In Amman, 4th Mechanized Division commanded by Brigadier Kasab al-Jazy operated and 60th Armored Brigade of the division commanded by Colonel Alawi Jarrad was at the forefront. After 1967 war, 3rd Iraqi Armored Division had stayed back in Jordan and was deployed in Zarqa. King Hussain was suspicious about the motives of Iraqis and he deployed 99th Brigade commanded by Colonel Khalil Hajhuj of 3rd Jordanian Armored Division near Iraqis to keep them in check. However, young Saddam Hussain emerging from his own recent successful power struggle inside Iraq shrewdly pulled Iraqi troops away from conflict area and finally removed them from Jordan to avoid getting entangled.

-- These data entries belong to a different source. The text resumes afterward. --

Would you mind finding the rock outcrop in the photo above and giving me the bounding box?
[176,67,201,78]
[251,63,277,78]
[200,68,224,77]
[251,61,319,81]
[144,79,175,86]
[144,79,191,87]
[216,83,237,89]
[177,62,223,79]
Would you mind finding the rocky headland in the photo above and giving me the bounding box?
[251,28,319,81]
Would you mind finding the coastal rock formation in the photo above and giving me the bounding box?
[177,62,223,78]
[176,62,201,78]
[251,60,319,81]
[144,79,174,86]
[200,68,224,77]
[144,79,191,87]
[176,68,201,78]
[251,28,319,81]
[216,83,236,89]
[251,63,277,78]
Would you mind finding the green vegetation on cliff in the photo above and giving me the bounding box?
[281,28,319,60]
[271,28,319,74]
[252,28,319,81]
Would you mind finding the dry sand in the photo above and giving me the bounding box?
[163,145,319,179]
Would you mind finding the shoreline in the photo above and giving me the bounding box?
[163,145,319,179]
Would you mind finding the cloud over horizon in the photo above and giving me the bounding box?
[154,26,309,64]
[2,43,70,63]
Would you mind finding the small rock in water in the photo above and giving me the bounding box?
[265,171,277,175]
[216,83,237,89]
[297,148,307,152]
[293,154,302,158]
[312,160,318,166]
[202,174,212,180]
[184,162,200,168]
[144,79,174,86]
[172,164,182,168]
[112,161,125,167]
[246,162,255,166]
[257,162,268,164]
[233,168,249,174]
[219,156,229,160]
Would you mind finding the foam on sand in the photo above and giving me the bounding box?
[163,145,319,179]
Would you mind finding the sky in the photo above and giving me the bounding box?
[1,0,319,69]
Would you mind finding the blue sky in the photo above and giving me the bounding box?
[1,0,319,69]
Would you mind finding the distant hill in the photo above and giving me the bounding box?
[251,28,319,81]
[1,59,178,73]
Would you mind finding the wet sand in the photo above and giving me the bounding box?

2nd Jordanian Infantry Division was based in Irbid near the Syrian border. Palestinian guerrillas had taken control of the town. Syria entered the fray in support of Palestinians by sending 5th Division commanded by Brigadier Ahmed al-Amir. This was a reinforced division consisting of 67th Mechanized, 88th Armored and 91st Armored Brigades of Syrian army and Hittin Brigade consisting of Palestinians. Commanding officer of 2nd Jordanian Infantry Division Brigadier Bahjat al-Muhaisen (he was married to a woman from a prominent Palestinian family) went AWOL and Brigadier Zia took command of the division at the request of King Hussain. 2nd Jordanian Infantry Division was shaky after desertion of Jordanian commander and Zia helped to keep the formation intact. This division helped to take back control of Irbid. Syrian armored thrust near Irbid was tackled by 40th Armored Brigade commanded by Colonel Atallah Ghasib of 3rd Jordanian Armored Division. Major damage to Syrian armor was done by Royal Jordanian Air Force. Inside Syria, a power struggle between Saleh Jadid and Defence Minister and Air Force commander Hafiz al-Asad was at its peak and Asad decided to keep Syrian Air Force out of conflict. In the absence of air cover, Syrian forces were mauled by Jordanian air force and within two days, battered Syrian troops retreated back. Two months later, Asad took control of the affairs of the country sending Jadid to prison. In 1970, Nawazish gave a bad Annual Confidential Report (ACR) to Zia although details of it are not available. It is not clear whether report was written before or after September 1970. Apparently, report was bad enough to possibly end Zia’s career at the rank of Brigadier. Zia asked his former Commanding Officer (CO) of Guides Cavalry Colonel (R) Pir Abdullah Shah for help. Abdullah asked then Chief of General Staff (CGS) Major General Gul Hassan Khan (Zia had also served under Gul Hassan) and report was quashed by army chief General Yahya Khan on Gul’s recommendation.”